Crook et al. analyzed 10 patients treated with PB. Prostate contouring was done on MRI and CT [4]. They found an average variation in the prostate volume of 4.1 to 5.9 cubic centimeters (cc). Interestingly, similarly to the results of our study, they found a small mean difference in prostate volume.

The principal investigator who had the preplan TRUS at his disposition found a 2.6 cc (SD, 1.6 cc) difference between preplan TRUS and CT at one month. Again, similar to our study, the impact of contours on dosimetry was considerable; V100 on CT compared to MRI-CT fusion differed by only 2.4% for the experienced brachytherapist but differed by 4.4% and 9.1% when contoured by experienced radiation oncologists without PB experience. The influence on D90 was 9.3 Gy for the brachytherapists and 14.4 Gy and 30.3 Gy for the other two radiation oncologists.

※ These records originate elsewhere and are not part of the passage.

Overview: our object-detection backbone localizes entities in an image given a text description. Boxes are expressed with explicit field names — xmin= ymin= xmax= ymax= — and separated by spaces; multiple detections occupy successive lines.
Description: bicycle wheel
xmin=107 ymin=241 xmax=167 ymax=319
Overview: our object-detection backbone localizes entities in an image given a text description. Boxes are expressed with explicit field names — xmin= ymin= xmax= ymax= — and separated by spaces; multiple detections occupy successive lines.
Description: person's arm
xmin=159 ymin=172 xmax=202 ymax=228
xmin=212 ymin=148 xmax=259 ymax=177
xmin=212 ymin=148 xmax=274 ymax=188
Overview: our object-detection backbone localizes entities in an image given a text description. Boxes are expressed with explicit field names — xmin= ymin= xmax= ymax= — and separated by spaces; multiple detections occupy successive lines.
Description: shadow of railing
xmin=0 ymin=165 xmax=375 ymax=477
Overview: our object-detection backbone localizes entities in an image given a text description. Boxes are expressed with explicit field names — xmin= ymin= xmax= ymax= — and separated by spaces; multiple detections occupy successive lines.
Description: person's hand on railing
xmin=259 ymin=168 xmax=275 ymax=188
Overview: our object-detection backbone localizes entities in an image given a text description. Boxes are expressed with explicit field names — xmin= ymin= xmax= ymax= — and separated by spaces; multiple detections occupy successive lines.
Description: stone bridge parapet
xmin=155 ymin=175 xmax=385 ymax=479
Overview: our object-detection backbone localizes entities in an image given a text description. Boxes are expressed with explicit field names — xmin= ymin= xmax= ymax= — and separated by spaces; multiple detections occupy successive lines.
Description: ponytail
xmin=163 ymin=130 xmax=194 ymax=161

Others compared prostate volume on TRUS with MRI, without a direct fusion of the two modalities, as in our study. Chung et al. found that TRUS significantly overestimates prostate volume compared to MRI, on average by 15% (SD 25%) [12]. This was even more pronounced in smaller prostates, where it can be as high as 36%.

Some did not find a difference in dosimetry when comparing CT with MRI, although the prostate was much larger on CT than on MRI (ratio MR/CT 0.86 ± 0.14) [13]. The prostate was 16% [14] to 35% [15-16] larger on CT than MRI. The influence of MRI imaging in postimplant dosimetry was studied by Takiar et al. [17]. They found that V100 was about 2% smaller on CT-MRI fusion than on CT alone and D90 was about 9 Gy lower. Both differences were significant. In a similar study by Brown et al., the differences in V100 (7%) and D90 (32Gy) between CT and MRI-CT were even larger [7].

Other disease sites have similar issues in defining the target depending on the imaging modality. A recent comparison of 23 experts in gynecological radiation oncology on three different cases of cervical cancer showed considerable differences, especially for MRI-based contours. The conformity index was higher for CT-based contours. In general, the conformity index between experts ranged from 0.37 to 0.48 and was slightly better for CT. MRI-based contours were consistently smaller than CT contours, but CT contours were more similar [18].

Although this was not evaluated in this present study, we believe that MRI reduces interobserver variability in prostate contouring.

We further believe that every center practicing PB should establish its standard of care by determining if implant quality is well evaluated whether on CT alone or in combination with MRI to be able to compare their results to those in the literature.

Conclusions

Despite the use of intraoperative TRUS images to determine the prostate volume on day-30 MRI and CT, differences between both modalities remained clinically significant in nearly half the patients. This difference had a direct influence on the value of D90. ’Even though many advances have been made in prostate imaging in the last few years, the exact determination of prostate contours remains a major challenge and is essential to evaluate implant quality.